Articles 465
July 31, 2017 12:00 AM
by Editor in Chief
Blender have a talent for making massive amount of texture work rather simple. Check out how the winner for this week manage to texture the otherwise tedious details in the scene.
How, then, can you too qualify for this award? Please have in mind that this award is reserved for those that are on par with or that excel top notch works published by artists and studios. If such work does not appear during a given week, this award is not being given to anyone. So please submit your best work to www.blenderartist.org, www.artstation.com, or to the Member's Gallery of this site, or Contact Us to show where your work is available on the internet. It doesn't have to be a Blender render, internal or Cycles. Any other render engine is fine as long as Blender was used as a part of your workflow.
So, it is with great pleasure that www.BlenderNews.org introduces to you the winner of the Render of the Week Award for the week of July 31, 2017: Lorenzo Drago.
Title: "Old Industrial Shed"
Genre: Environment Design
Renderer: Cycles
Final Images
Clay Render
Artist's Comment
About Me:
My name is Lorenzo Drago and I'm a university student with some experience in 2D and 3D graphics. I'm currently not very specialized, although I have an interest in environment design, both for real-time and raytracing render engines. I also happen to have some knowledge of web-design.

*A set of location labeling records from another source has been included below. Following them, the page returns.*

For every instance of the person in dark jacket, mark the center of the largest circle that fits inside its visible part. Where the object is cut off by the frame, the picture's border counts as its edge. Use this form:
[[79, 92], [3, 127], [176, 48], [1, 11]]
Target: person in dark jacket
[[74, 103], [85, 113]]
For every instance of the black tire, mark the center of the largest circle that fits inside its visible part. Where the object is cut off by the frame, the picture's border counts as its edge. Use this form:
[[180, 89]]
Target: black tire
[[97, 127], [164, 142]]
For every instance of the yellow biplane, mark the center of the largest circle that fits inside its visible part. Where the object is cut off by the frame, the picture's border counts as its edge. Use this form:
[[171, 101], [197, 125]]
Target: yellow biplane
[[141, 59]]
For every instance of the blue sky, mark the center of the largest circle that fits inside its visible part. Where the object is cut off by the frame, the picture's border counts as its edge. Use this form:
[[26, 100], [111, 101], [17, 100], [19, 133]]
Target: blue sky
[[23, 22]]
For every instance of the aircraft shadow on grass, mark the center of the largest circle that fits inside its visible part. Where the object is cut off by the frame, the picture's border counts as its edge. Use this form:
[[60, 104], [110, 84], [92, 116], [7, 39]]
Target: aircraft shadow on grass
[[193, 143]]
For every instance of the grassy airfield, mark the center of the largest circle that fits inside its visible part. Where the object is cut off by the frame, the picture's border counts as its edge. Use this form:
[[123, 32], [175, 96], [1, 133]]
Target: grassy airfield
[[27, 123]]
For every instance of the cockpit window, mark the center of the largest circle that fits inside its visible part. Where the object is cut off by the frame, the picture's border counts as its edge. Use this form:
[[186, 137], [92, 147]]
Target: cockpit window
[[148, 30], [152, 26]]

About "Old Industrial Shed:"
I deliberately chose a rather mundane subject and tried to stick to a photo-realistic style. I avoided any intrusive color-grading or post-processing and aimed as much as possible for subtlety. The scene is a bit lacking in small-scale detail and I doubt it'd fool anyone on close inspection. However, it was a useful exercise and I'm fairly happy with it. I initially considered Substance Painter for the materials, but I had a hard time UV mapping the rather flimsy structure, so all materials were done in Blender. They are usually a combination of a couple tiled bitmaps and procedural textures, which I manipulate using the useful Pointiness attribute.